En ese momento, la gente en el auditorio comenzó a rascarse. El nuevo libro escrito por O'Connor trataba de las hormigas. Era un
thriller
científico en el que los seres humanos salían bastante mal parados. Todas las localidades para la lectura en la librería habían sido vendidas. Trescientas personas querían escuchar cómo se enfrentaban los hombres y los insectos. No a la manera de esos peliculones habituales sobre monstruos, sino a partir de los nuevos conocimientos en biogenética. El horror de la historia que contaba el libro provenía de su propia verosimilitud. Como todas las publicaciones literarias de O'Connor, la investigación sobre la que se basaba el libro era excelente, y como todos sus libros, en general, la obra proporcionaba una visión de la perspectiva distanciada de O'Connor.
Wagner estaba apoyada hacia atrás, escuchando su voz sonora sin prestar atención. Ella conocía el libro. Como siempre, O'Connor intentaba contemplar la humanidad desde la mayor altura posible. Para él, el hombre era también una especie, como las hormigas, con sus reinas, sus ciudades y sus castas. En principio no tomaba partido, pero Wagner sabía algo más de él. O'Connor adoraba considerar a los hombres como unos seres poco interesantes y transmitírselo así a su público. Con cínica complacencia, hacía que el
Homo sapiens
pareciera un ser envejecido ante la fría lógica de una razón colectiva que se desplazaba sobre infinidad de patas. Los seres humanos eran estúpidos; las hormigas, en cambio, eran inteligentes. Las excepciones confirmaban la regla, pero, por lo demás, el rechazo de O'Connor por la inmensa mayoría de las criaturas de su especie predominaba sobre cualquier sentimiento. Por lo menos así parecía.

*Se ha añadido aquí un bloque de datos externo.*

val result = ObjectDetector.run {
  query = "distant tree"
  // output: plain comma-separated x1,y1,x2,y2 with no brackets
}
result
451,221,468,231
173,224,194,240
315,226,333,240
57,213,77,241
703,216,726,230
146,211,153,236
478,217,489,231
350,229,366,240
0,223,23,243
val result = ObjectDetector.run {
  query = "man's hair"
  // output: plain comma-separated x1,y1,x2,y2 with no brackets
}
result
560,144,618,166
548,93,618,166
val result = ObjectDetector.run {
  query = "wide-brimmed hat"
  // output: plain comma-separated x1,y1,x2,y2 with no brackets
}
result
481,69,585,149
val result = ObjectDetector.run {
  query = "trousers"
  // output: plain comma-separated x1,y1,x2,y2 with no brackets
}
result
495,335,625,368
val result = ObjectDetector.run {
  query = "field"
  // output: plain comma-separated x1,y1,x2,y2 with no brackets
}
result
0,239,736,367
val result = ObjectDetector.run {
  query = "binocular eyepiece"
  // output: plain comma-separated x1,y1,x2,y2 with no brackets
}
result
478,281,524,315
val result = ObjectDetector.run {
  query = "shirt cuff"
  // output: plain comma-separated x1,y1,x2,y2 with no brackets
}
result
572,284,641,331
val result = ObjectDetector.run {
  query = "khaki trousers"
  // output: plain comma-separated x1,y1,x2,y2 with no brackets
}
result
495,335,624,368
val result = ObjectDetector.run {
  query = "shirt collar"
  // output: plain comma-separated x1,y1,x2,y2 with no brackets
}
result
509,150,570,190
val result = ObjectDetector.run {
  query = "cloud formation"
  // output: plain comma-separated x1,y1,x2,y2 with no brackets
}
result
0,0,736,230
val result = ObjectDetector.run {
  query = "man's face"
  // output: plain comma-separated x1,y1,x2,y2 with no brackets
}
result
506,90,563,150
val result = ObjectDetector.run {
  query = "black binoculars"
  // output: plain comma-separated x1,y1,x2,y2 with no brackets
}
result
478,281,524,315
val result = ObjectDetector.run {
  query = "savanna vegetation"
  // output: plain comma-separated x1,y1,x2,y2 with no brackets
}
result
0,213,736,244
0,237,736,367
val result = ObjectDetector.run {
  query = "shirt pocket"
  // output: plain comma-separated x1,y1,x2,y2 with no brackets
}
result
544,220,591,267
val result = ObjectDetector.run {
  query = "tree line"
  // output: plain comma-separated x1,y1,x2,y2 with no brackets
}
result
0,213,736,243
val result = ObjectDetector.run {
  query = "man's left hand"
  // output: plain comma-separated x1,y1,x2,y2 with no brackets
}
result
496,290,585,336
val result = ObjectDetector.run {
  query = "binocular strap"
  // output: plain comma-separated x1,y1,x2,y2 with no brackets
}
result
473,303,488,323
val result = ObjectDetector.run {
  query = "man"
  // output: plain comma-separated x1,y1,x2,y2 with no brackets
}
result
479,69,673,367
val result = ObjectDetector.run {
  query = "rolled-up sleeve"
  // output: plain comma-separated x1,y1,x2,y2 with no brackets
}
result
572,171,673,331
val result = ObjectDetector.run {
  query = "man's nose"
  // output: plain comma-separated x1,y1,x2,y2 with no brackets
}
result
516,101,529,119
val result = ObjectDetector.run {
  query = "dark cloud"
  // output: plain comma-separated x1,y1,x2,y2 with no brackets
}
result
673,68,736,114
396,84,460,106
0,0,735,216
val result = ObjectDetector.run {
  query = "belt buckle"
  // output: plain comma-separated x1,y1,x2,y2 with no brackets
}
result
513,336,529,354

Kika se preguntaba qué le atraía tanto a O'Connor de su papel como persona que sentía desprecio por los seres humanos. La historia de la literatura estaba llena de grandes misántropos. La mayoría de ellos se destacaba por una inteligencia enorme y por despreciar el horizonte limitado de la masa, su aspecto bruto y vago les repugnaba. Otros no habían sido auténticos enemigos del hombre, sino investigadores y analistas cuyo espíritu les permitía identificar estructuras y contextos generales más amplios. Quien se atrevía a explicar el universo, perdía forzosamente de vista al individuo. Cuanto más grande se hacía el cosmos conocido, más complejas eran las teorías sobre los universos en expansión, en colisión o inflacionarios, hasta el punto de pensar que toda esa estructura inabarcable sólo era una entre otras muchas, en una suerte de espuma cósmica, y menos sentido tenía entonces la idea de un dios que sentía simpatía por los habitantes del tercer planeta de un insignificante sistema solar, un pueblucho de una galaxia de tamaño medio. Cuanto más aumentaban los conocimientos y las intuiciones humanas, más insignificantes parecían quienes estaban en condiciones de pensar todas esas cosas: los seres humanos. ¿Por qué Dios —si existía realmente—, iba a amar a un montón de genes mal educados que se echaban la bronca constantemente y, de paso, destrozaban su planeta? ¿Por qué razón iban a resultarles tan importantes al creador de todos los universos existentes? La estrella más próxima a la Tierra, Próxima Centauri, estaba a veintitrés billones de millas, cuatro años luz, y era solamente una estrella entre otros cientos de miles de millones, las cuales, en su conjunto, conformaban lo que los hombres denominaban Vía Láctea y que, a su vez, formaba la parte más diminuta de una estructura de galaxias que colgaban como gotas de rocío sobre una red virtual, tejida alrededor de espacios negros llenos de enigmática e invisible materia. Las personas que, como O'Connor, habían comenzado a recorrer esas regiones o las de los universos de la nanotecnología, es decir, las moléculas y los átomos, las ondas de luz y los fotones, podían creer en la idea de un Creador, pero no en que éste diera una importancia especial a la especie humana; más bien creían que Dios, mientras realizaba su gran experimento, no se había dado cuenta de cómo esa especie había dado de repente, como el moho, un ínfimo salto y cobrado conciencia de sí.